Les deux vaccins actuellement autorisés aux États-Unis, développés par Pfizer et Moderna, nécessitent que les bénéficiaires reçoivent une seconde dose dans un délai de trois ou quatre semaines respectivement.

En éliminant l'obligation de retenir la moitié des réserves, les autorités espèrent amplifier le nombre de personnes qui pourrait recevoir le vaccin rapidement. Le président élu Joe Biden avait annoncé il y a quelques jours que son administration, au pouvoir dans 8 jours, prévoyait d'adopter cette approche.

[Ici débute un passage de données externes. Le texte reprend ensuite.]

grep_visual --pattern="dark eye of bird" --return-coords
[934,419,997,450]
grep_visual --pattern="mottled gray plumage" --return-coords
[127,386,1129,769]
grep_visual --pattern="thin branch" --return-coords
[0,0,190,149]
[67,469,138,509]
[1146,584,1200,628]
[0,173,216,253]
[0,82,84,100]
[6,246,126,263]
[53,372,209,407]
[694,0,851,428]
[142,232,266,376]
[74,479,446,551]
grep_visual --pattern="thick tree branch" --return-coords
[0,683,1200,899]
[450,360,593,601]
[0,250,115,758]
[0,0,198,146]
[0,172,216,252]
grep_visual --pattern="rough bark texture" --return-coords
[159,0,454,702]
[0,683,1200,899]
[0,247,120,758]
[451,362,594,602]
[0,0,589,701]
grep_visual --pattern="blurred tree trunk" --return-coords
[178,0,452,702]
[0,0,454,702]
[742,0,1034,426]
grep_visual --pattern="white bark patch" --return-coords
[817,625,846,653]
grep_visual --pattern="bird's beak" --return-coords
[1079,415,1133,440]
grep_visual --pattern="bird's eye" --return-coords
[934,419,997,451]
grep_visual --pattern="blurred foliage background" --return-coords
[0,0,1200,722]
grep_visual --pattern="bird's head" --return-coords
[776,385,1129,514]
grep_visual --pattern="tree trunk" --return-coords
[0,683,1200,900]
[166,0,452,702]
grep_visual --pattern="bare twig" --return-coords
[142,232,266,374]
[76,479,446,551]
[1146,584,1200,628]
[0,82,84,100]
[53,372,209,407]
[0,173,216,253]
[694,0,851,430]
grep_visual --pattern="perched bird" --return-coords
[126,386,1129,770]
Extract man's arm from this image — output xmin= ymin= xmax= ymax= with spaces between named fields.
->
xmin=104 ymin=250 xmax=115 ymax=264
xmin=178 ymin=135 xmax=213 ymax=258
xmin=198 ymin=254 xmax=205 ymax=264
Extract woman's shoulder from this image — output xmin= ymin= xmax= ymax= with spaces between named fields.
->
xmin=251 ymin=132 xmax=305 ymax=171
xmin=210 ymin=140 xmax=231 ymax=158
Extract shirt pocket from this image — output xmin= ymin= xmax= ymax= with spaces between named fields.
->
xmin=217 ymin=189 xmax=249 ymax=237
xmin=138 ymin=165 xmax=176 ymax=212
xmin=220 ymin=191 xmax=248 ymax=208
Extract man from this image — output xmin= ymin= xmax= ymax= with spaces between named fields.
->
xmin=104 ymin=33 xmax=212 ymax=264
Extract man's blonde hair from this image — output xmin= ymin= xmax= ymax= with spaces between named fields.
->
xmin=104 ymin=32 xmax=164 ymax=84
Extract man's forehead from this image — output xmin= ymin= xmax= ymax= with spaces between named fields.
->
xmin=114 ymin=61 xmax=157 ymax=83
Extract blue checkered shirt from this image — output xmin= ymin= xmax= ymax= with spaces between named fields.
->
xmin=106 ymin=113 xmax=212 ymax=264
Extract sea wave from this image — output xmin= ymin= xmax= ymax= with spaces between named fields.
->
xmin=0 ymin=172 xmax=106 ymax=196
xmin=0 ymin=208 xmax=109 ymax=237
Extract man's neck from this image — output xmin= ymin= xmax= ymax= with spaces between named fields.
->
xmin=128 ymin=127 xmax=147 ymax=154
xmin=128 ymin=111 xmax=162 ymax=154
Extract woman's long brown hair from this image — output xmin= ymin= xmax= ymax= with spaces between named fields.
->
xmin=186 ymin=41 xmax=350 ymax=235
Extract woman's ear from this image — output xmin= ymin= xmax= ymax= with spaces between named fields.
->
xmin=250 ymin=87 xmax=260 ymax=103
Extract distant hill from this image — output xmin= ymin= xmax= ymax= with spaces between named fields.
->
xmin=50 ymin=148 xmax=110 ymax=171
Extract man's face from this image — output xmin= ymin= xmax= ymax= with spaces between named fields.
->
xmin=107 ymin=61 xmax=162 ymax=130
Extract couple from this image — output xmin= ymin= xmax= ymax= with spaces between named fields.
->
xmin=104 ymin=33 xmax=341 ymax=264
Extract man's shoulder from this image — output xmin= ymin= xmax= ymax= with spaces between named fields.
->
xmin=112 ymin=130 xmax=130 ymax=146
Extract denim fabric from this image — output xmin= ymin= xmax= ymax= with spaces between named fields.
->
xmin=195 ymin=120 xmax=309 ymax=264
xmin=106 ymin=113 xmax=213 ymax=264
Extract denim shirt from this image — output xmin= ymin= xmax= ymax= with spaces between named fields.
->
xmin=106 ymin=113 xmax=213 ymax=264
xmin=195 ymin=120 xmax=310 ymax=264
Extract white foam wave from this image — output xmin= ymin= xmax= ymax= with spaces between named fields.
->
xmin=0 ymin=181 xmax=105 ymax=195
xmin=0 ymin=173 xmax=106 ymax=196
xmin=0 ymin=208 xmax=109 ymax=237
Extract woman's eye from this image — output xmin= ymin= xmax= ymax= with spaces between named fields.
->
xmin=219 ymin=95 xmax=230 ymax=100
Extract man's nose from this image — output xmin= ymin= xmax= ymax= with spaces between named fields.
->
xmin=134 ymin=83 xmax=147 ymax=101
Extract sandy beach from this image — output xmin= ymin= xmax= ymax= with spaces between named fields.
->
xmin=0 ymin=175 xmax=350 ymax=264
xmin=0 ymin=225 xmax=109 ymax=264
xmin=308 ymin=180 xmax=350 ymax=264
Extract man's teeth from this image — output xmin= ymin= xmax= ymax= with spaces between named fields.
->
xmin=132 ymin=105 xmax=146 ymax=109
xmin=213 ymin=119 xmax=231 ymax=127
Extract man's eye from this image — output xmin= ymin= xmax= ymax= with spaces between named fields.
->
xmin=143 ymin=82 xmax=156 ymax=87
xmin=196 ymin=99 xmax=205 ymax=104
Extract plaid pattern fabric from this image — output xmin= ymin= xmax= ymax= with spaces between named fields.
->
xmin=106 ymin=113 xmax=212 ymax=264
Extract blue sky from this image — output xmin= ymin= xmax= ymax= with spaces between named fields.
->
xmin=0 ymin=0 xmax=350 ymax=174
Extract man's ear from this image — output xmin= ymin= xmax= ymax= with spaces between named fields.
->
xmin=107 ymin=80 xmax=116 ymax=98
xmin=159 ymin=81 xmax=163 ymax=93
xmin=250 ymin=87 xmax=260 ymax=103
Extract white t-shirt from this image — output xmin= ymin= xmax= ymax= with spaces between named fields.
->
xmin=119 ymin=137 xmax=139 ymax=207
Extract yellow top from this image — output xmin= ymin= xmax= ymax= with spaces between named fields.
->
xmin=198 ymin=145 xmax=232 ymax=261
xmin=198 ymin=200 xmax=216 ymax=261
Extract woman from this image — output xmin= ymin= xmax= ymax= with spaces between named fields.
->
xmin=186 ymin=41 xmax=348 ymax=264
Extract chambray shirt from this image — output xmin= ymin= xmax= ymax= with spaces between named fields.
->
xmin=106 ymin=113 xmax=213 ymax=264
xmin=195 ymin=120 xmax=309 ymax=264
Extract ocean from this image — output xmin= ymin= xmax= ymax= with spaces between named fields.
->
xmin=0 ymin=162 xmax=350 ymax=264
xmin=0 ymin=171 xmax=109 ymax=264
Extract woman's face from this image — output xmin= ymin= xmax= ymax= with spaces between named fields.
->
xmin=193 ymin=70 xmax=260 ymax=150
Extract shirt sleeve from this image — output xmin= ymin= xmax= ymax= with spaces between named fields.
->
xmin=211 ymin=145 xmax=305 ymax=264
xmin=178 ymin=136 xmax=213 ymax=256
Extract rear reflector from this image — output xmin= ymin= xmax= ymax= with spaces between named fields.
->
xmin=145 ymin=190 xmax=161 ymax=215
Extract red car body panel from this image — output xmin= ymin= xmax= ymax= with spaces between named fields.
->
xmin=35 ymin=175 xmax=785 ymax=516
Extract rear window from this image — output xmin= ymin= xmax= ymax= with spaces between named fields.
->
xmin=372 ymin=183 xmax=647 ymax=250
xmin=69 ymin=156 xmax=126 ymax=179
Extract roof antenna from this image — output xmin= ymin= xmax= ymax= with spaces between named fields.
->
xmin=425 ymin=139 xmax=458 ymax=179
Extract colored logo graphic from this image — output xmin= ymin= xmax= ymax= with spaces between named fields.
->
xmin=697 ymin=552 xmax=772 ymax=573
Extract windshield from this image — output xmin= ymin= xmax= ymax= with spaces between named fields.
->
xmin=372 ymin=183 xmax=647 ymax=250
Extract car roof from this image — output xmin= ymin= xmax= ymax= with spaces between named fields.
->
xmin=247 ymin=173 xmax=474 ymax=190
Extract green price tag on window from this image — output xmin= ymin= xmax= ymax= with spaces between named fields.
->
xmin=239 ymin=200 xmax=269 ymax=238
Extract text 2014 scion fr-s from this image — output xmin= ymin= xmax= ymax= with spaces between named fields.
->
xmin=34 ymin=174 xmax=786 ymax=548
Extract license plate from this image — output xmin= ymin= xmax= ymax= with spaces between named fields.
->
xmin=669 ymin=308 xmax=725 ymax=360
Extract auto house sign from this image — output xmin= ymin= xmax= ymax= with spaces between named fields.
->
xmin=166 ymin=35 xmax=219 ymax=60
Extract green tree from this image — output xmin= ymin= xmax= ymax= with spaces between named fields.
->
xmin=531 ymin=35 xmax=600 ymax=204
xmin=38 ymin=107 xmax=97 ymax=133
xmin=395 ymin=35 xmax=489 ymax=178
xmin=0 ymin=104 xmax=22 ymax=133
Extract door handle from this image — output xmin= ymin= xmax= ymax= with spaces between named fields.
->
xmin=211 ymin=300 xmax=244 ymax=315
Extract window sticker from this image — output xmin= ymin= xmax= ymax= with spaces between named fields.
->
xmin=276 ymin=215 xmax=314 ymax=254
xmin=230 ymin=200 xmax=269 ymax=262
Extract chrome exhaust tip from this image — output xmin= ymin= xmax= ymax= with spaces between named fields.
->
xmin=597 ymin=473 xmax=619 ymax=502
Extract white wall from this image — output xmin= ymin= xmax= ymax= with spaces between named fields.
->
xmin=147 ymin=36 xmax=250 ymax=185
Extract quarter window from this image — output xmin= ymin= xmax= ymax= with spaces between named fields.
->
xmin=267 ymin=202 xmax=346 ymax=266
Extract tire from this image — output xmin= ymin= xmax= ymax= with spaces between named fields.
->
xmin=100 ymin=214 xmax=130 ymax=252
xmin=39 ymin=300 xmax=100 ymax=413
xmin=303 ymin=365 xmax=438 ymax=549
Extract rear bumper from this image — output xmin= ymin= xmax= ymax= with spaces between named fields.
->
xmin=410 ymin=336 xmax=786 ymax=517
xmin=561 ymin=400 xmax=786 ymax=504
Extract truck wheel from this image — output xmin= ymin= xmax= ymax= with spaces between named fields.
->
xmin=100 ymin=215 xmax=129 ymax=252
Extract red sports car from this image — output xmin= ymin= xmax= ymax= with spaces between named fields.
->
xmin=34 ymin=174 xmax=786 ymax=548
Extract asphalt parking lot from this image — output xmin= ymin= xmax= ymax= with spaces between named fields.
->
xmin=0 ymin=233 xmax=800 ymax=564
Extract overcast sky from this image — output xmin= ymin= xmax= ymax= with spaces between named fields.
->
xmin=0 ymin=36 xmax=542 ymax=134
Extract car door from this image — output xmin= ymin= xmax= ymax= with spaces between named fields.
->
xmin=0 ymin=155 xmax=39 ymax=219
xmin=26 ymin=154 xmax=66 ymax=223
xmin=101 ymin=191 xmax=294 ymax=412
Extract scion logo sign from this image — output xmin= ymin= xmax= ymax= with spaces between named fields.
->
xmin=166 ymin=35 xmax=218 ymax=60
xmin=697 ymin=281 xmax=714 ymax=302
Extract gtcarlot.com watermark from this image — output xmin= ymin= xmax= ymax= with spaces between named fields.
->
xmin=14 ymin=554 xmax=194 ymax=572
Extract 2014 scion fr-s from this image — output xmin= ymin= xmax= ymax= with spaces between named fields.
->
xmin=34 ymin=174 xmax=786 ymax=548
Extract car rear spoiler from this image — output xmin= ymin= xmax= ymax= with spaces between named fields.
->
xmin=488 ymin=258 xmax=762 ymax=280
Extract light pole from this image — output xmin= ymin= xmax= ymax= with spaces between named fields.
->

Car le pays souffre de retards importants dans l'immunisation de sa population. Sur les 25 millions de doses distribuées aux États, seulement 8,9 millions ont déjà été injectées auprès d'Américains.

"On ne s'est pas concentré sur la dernière étape", déplore auprès de l'AFP, le Dr Thomas Tsai, chercheur à Harvard.

Le ministre de la Santé a indiqué que l'administration recommanderait aussi aux États d'élargir leurs campagnes de vaccination, en les ouvrant aux personnes de plus de 65 ans, dans un premier temps, puis aux personnes de moins de 65 ans, avec des antécédents médicaux.